Let $A$ and $B$ be both square matrices with the same dimension. Prove that the following is correct:
$S_p(AB)=S_p(BA)$ , where $S_p$ is the set of eigenvalues.
I am really confused by how I am supposed to find the eigenvalues of these unknown matrices. So if anyone could explain it a bit, I would really appreciate it.
It's not clear what you mean by "finding the eigenvalues of unknown matrices", but clearly you're misunderstanding how these proofs are meant to go. In any case: to show that two matrices have the same eigenvalues, the most convenient approach is often to show that they have the same characteristic polynomial.
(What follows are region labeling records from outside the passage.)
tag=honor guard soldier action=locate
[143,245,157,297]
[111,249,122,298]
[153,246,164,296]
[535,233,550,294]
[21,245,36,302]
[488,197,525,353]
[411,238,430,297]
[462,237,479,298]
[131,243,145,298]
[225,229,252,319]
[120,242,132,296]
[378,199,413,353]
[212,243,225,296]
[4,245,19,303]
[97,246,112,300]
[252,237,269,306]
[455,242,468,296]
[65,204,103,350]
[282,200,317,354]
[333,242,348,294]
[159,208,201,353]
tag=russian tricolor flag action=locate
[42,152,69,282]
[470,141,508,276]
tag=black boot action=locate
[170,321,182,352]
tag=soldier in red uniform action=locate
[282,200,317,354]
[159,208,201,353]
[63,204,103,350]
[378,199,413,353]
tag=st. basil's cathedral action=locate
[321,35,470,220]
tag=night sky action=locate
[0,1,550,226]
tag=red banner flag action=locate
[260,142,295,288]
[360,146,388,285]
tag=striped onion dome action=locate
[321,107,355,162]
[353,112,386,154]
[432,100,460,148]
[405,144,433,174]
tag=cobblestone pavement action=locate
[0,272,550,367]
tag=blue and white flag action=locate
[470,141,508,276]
Approach 1: Using either Sylvester's determinant identity or something equivalent, one can show that for all $t \neq 0$, we have $$ \det(tI - AB) = \det(tI - BA) $$ if the polynomials are equal for all $t \neq 0$, then they must be the same polynomial.
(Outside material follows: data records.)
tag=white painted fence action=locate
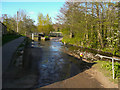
[95,54,120,79]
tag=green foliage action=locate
[3,10,37,35]
[57,2,120,55]
[99,61,120,79]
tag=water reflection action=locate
[34,41,94,87]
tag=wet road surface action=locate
[3,40,102,89]
[31,40,102,88]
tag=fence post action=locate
[112,58,115,79]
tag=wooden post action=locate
[112,59,115,79]
[32,33,34,40]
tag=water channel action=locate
[27,39,100,88]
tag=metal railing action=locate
[95,54,120,79]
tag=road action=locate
[3,37,102,90]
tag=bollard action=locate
[32,33,34,40]
[112,59,115,79]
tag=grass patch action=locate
[95,61,120,84]
[2,34,21,45]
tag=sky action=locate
[0,0,65,24]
Approach 2: Note that $AB$ is similar to $BA$ whenever $B$ is invertible (why?). It follows that $\det(t I - BA) = \det(t I - AB)$. When $B$ is not invertible, we note that $$ \det(t I - BA) = \lim_{\epsilon \to 0} \det(t I - (B + \epsilon I)A) = \lim_{\epsilon \to 0} \det(t I - A(B + \epsilon I)) = \det(t I - AB) $$ since $B + \epsilon I$ is invertible when $|\epsilon|$ is sufficiently small and non-zero.